Verslaglegging bij spoedgevallen

Voor alle patiënten die je tijdens een dienst hebt gesproken, gezien en/of behandeld breng je verslag uit aan diens eigen tandarts. Wat je vast moet leggen en hoe je de informatie overdraagt, leggen we je hieronder uit.

De dienstdoende tandarts brengt voor alle patiënten die hij tijdens een dienst heeft gesproken, gezien en/of behandeld verslag uit aan de eigen tandarts.
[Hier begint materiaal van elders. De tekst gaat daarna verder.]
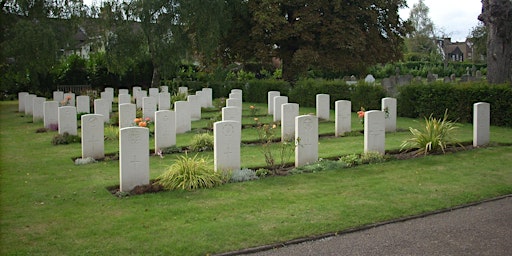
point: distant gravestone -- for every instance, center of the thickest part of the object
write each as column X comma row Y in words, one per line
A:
column 322, row 106
column 227, row 139
column 374, row 131
column 289, row 112
column 93, row 136
column 165, row 131
column 278, row 101
column 51, row 118
column 481, row 123
column 83, row 104
column 67, row 120
column 182, row 112
column 270, row 101
column 343, row 122
column 127, row 115
column 101, row 108
column 133, row 157
column 306, row 139
column 388, row 105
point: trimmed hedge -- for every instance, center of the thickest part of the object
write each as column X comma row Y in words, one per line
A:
column 421, row 100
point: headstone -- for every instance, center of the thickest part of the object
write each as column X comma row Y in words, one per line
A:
column 306, row 139
column 232, row 114
column 278, row 101
column 182, row 112
column 148, row 108
column 322, row 106
column 195, row 107
column 67, row 120
column 343, row 122
column 83, row 104
column 21, row 101
column 389, row 108
column 270, row 101
column 165, row 131
column 127, row 115
column 133, row 157
column 288, row 111
column 37, row 106
column 481, row 123
column 226, row 149
column 374, row 131
column 164, row 101
column 51, row 118
column 93, row 136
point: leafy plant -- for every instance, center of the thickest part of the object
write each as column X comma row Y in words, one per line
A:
column 189, row 173
column 437, row 135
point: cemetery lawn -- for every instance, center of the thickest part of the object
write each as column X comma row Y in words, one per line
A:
column 50, row 206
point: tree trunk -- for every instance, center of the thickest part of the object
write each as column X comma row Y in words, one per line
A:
column 497, row 17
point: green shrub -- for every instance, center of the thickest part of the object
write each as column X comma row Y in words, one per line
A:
column 190, row 173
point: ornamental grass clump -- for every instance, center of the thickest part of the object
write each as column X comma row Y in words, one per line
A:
column 437, row 135
column 190, row 173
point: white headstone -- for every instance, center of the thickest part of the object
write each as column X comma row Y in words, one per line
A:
column 270, row 100
column 183, row 121
column 67, row 120
column 127, row 115
column 323, row 106
column 165, row 131
column 133, row 157
column 374, row 132
column 227, row 139
column 343, row 122
column 289, row 112
column 481, row 123
column 278, row 101
column 93, row 136
column 389, row 108
column 306, row 139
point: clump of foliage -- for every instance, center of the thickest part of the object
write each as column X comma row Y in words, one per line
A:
column 202, row 142
column 190, row 173
column 436, row 136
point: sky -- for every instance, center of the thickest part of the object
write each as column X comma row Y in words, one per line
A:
column 456, row 18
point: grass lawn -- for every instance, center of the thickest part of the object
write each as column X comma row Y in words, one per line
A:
column 50, row 206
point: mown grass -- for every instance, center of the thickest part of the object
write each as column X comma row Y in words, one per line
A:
column 50, row 206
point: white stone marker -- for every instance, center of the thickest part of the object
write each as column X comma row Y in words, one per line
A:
column 133, row 157
column 148, row 108
column 83, row 104
column 289, row 112
column 343, row 121
column 165, row 131
column 226, row 150
column 232, row 114
column 101, row 108
column 374, row 132
column 306, row 140
column 389, row 108
column 93, row 136
column 323, row 106
column 37, row 106
column 67, row 120
column 270, row 100
column 51, row 117
column 195, row 107
column 164, row 101
column 278, row 101
column 183, row 121
column 481, row 123
column 21, row 101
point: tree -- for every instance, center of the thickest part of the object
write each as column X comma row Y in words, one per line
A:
column 341, row 36
column 497, row 17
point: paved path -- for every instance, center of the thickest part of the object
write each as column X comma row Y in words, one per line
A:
column 482, row 229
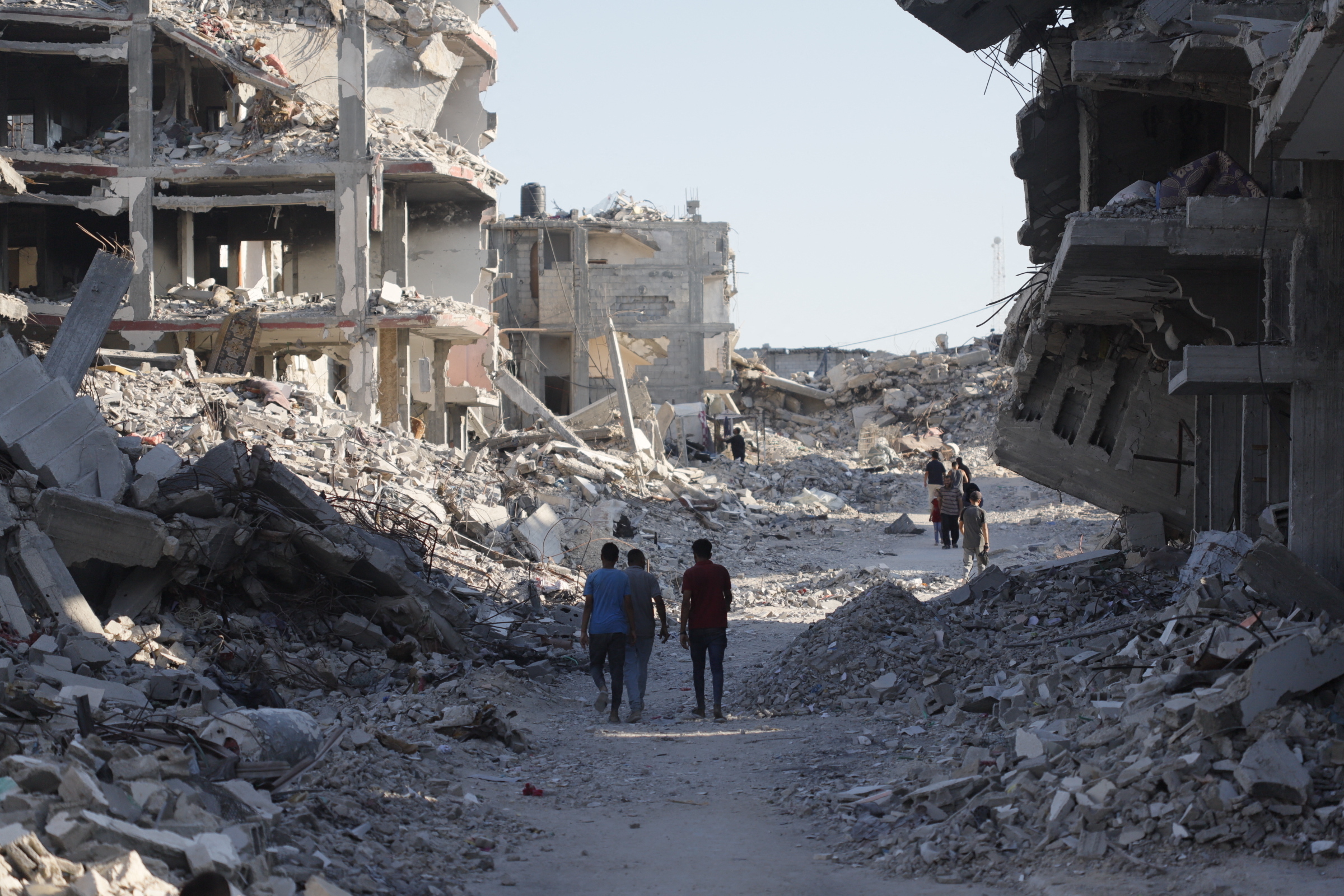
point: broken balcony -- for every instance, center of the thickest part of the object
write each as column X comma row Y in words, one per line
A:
column 1114, row 269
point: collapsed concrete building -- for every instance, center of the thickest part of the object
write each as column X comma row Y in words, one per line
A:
column 1183, row 183
column 664, row 284
column 300, row 186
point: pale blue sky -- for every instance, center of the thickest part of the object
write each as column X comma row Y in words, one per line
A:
column 857, row 153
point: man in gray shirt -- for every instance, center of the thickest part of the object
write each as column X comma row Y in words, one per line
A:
column 646, row 594
column 975, row 536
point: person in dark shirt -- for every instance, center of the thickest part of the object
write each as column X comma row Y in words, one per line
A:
column 975, row 530
column 608, row 627
column 706, row 600
column 740, row 445
column 933, row 474
column 967, row 486
column 646, row 595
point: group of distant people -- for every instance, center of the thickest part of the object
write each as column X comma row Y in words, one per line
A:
column 617, row 627
column 955, row 510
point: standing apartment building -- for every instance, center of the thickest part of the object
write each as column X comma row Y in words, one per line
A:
column 666, row 284
column 1184, row 179
column 320, row 163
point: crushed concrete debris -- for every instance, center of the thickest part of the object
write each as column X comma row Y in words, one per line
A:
column 1086, row 710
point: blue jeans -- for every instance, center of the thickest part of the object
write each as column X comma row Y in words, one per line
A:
column 714, row 641
column 608, row 648
column 637, row 669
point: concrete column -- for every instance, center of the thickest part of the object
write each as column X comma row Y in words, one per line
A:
column 1280, row 448
column 613, row 347
column 388, row 376
column 189, row 96
column 436, row 419
column 581, row 394
column 395, row 248
column 353, row 211
column 696, row 309
column 1225, row 460
column 142, row 127
column 1316, row 484
column 1203, row 418
column 187, row 245
column 404, row 378
column 362, row 374
column 4, row 223
column 458, row 426
column 1254, row 461
column 353, row 83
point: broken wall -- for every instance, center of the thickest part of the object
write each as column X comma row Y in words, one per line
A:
column 447, row 251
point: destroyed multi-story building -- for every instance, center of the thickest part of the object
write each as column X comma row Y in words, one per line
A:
column 1183, row 175
column 664, row 284
column 301, row 189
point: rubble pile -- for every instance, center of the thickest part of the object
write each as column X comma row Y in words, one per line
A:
column 220, row 631
column 623, row 206
column 892, row 408
column 1088, row 712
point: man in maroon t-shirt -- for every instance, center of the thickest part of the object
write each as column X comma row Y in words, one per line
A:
column 706, row 600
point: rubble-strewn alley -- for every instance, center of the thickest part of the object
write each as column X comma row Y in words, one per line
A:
column 308, row 449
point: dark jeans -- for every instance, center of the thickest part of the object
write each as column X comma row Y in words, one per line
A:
column 603, row 648
column 714, row 641
column 951, row 534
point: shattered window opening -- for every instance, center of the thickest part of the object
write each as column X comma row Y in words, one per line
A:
column 1072, row 412
column 1034, row 402
column 21, row 130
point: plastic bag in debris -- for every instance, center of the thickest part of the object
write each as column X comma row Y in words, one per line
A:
column 818, row 497
column 1137, row 194
column 1214, row 554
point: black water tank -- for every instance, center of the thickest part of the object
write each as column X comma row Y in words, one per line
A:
column 534, row 200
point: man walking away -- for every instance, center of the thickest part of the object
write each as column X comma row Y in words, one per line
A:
column 608, row 627
column 933, row 474
column 975, row 530
column 740, row 445
column 646, row 594
column 706, row 598
column 936, row 517
column 951, row 507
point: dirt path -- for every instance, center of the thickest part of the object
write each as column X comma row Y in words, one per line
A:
column 675, row 805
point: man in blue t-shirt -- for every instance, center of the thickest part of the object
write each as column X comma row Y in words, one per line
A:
column 608, row 627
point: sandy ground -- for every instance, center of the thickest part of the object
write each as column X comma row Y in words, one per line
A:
column 676, row 805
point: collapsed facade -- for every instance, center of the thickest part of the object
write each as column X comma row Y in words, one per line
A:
column 1183, row 182
column 664, row 284
column 300, row 186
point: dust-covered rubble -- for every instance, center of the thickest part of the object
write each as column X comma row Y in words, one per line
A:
column 1070, row 712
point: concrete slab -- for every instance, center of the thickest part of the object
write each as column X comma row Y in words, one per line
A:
column 1285, row 581
column 139, row 590
column 113, row 691
column 32, row 410
column 1272, row 772
column 11, row 609
column 543, row 533
column 84, row 528
column 62, row 430
column 35, row 562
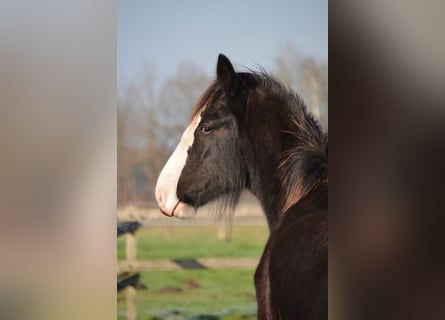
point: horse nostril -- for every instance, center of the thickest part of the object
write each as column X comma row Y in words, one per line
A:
column 165, row 213
column 159, row 196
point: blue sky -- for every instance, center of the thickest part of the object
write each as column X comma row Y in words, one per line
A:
column 249, row 32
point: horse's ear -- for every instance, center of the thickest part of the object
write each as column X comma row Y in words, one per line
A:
column 225, row 72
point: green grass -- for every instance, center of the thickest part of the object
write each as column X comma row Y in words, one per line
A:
column 196, row 242
column 221, row 294
column 225, row 294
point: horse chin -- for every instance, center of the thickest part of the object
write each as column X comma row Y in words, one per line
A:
column 184, row 211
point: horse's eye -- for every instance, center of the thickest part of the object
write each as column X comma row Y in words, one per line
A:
column 205, row 130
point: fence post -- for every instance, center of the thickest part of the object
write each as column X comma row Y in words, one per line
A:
column 130, row 294
column 130, row 249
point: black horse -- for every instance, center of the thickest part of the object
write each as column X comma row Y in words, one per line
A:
column 249, row 131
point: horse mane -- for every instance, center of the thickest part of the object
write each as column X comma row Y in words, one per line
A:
column 304, row 160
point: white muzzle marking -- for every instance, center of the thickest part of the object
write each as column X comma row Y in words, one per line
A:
column 167, row 183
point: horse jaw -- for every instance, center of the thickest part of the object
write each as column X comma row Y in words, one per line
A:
column 167, row 183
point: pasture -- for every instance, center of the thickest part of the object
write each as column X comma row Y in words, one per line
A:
column 196, row 293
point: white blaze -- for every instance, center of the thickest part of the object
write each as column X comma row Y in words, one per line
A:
column 168, row 178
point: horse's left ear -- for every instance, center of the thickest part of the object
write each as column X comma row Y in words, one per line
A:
column 225, row 72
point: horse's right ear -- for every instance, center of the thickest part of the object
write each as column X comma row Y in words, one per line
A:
column 225, row 72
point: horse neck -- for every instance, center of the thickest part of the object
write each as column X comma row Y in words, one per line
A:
column 268, row 144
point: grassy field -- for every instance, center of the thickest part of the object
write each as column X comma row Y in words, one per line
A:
column 196, row 294
column 182, row 242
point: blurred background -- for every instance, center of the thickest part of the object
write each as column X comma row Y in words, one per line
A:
column 167, row 52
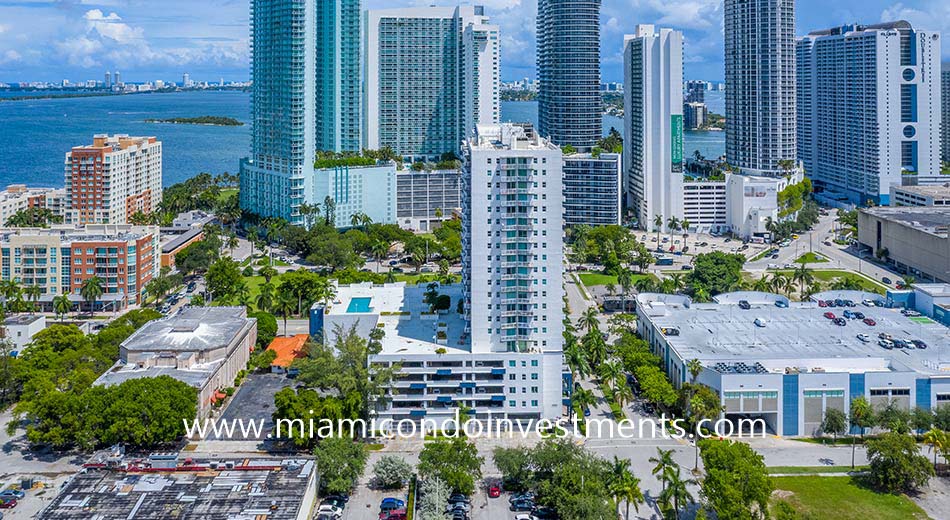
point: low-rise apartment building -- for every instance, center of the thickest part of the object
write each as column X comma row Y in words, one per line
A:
column 112, row 179
column 60, row 259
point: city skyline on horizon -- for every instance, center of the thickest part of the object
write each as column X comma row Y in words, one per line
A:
column 210, row 41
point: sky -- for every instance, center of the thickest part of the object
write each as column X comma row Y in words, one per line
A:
column 52, row 40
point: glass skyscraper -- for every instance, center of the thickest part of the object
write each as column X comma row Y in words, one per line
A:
column 570, row 108
column 760, row 84
column 338, row 75
column 282, row 107
column 431, row 74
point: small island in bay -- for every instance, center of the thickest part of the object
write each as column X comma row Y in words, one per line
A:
column 203, row 120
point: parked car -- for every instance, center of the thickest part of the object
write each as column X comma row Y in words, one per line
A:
column 521, row 505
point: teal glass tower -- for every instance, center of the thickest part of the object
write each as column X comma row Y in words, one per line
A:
column 338, row 75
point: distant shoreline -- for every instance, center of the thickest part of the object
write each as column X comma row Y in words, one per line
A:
column 202, row 121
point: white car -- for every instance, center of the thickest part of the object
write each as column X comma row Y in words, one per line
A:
column 330, row 510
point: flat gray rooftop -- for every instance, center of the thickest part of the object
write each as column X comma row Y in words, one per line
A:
column 933, row 220
column 271, row 489
column 191, row 329
column 799, row 335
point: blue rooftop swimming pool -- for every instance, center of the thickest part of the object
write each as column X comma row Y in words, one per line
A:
column 359, row 305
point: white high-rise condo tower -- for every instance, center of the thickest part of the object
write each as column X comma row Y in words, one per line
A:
column 653, row 122
column 430, row 75
column 868, row 109
column 760, row 72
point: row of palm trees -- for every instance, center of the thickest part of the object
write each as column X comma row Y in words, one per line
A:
column 673, row 224
column 20, row 298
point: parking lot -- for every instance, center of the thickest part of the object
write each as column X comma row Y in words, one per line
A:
column 254, row 399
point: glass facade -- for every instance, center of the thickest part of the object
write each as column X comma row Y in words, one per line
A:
column 570, row 108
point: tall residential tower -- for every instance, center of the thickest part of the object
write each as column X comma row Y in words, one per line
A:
column 653, row 122
column 868, row 102
column 570, row 108
column 760, row 72
column 337, row 88
column 283, row 58
column 430, row 75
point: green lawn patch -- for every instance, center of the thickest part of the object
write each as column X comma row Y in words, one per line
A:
column 810, row 258
column 592, row 279
column 843, row 498
column 807, row 470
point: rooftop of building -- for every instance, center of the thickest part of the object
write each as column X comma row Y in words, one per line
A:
column 932, row 220
column 510, row 136
column 241, row 489
column 797, row 337
column 934, row 290
column 191, row 329
column 405, row 317
column 87, row 233
column 117, row 142
column 22, row 319
column 844, row 29
column 936, row 191
column 288, row 349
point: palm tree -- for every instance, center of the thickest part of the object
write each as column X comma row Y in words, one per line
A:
column 684, row 225
column 582, row 398
column 625, row 279
column 622, row 393
column 673, row 224
column 623, row 486
column 284, row 307
column 589, row 319
column 576, row 359
column 90, row 291
column 803, row 276
column 33, row 293
column 676, row 490
column 62, row 306
column 664, row 465
column 937, row 440
column 609, row 372
column 380, row 250
column 777, row 282
column 265, row 299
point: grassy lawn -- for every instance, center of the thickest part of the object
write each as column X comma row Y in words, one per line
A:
column 592, row 279
column 810, row 258
column 793, row 470
column 826, row 276
column 843, row 498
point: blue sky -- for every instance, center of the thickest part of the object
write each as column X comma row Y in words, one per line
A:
column 161, row 39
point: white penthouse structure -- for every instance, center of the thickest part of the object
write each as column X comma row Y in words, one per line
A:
column 430, row 75
column 869, row 109
column 653, row 120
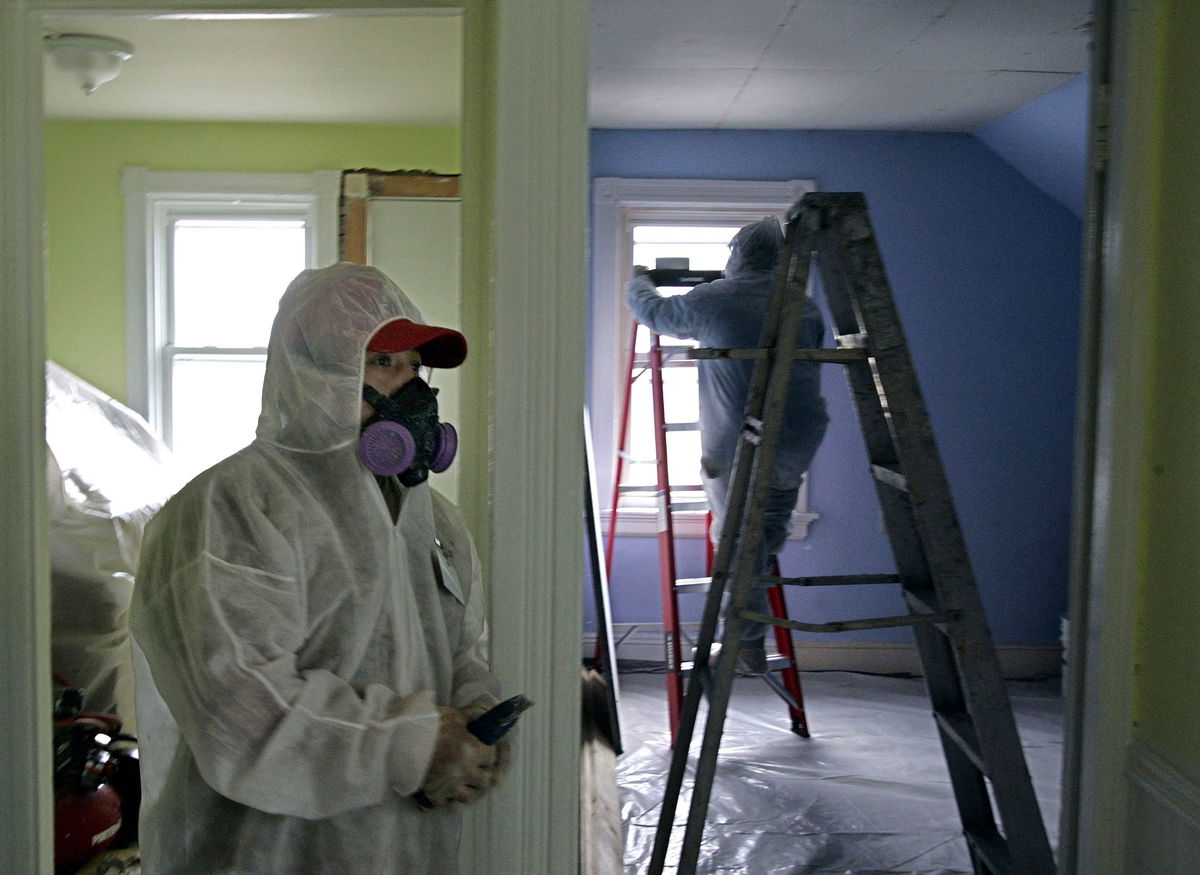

Voor een adequate terugkoppeling aan en dossiervoering door de eigen tandarts dienen in dit verslag de volgende gegevens te worden opgenomen:

  • Naam, adres, woonplaats en BSN van de patiënt;
  • Omschrijving van de spoedklacht, met datum en tijdstip;
  • Omschrijving van de bevindingen en de diagnose;
  • Omschrijving van de uitgevoerde behandeling en/of het gegeven advies;
  • Een eventuele verwijzing naar een collega, tandartsspecialist, huisarts of medisch specialist, met de reden van deze verwijzing;
  • Een eventueel noodzakelijke na- of vervolgbehandeling en daarvoor gestelde termijn;
  • Eventuele overige gegevens die voor een goede zorgverlening noodzakelijk zijn;
  • Bij dit verslag worden, indien van toepassing, ook gemaakte röntgenopnamen gevoegd. Bij voorkeur worden tevens de in rekening gebrachte tariefcodes vermeld.

Zie voor de adviezen met betrekking tot dossiervoering de KNMT-richtlijn Patiëntendossier.